As I was scolding my daughter for getting a bad grade in Science, I suddenly stepped back and stopped.
My daughter's not big on loosing. It's particularly noticeable in group play. When she is doing an activity where she thinks she might not win, she just drops out of that activity. Its as if when she hears the dark clouds of failing, she winces and she backs off. She won't publicly display a new skill, until she has practiced it and is sure her performance will ooze out perfection. And here I was, reinforcing her very habit.
After a lifetime of winning and failing, I have believed in the importance of both to make us better people. Call it too much critical introspection or too much failure. Haa :) I think I have started to embrace failure as much as success and yet in that very moment, I refused to accept my daughter's grade.
Failure as stated in the dictionary is just "the state or condition of not meeting a desirable or intended objective." That's all. Nothing chronic. Nothing that can't be reversed. Nothing that is the end of the world.
Failure is important for self reflection. The kind of insight you get after failing is immense and it not only makes you better prepared for the future but also prepares you to think creatively through solutions.
Yet here I was, scolding her for her grades. Not embracing her failure and behaving as if something chronic has happened in her life.
Christine Carter, PhD, of The Greater Good Science Center, saw in her own research that kids who reported facing more challenges in their lives were far happier than the kids who reported fewer (or no) challenges. That means not only is failure critical to success but it's also a cornerstone of happiness.
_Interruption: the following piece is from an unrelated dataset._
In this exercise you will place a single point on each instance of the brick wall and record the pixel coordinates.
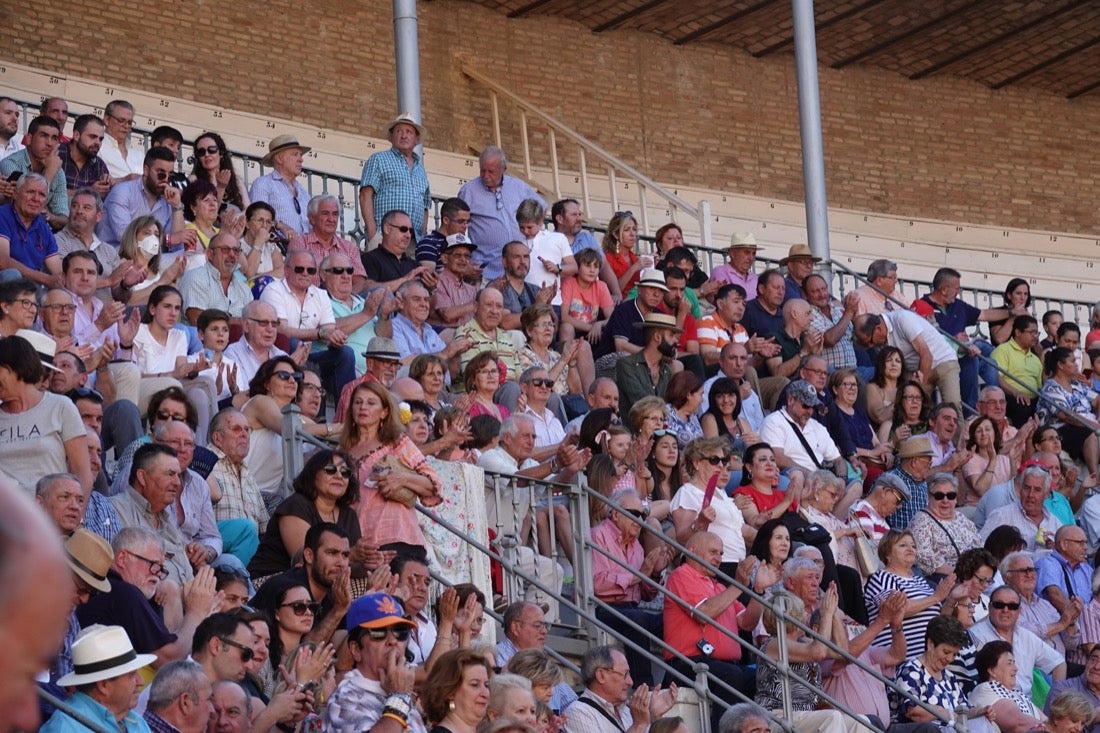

I owe her the right to fail, to embrace it and to figure through the labrynith of her mind as to what went wrong.
Be it loosing a friend, not able to tie her laces, an incorrectly done problem - she needs all of this. Because at the end of failing is where thought application begins. Its where creativity unleashes itself.
As Christine said, "the thing we need to protect our kids from is not failure but a life void of failure."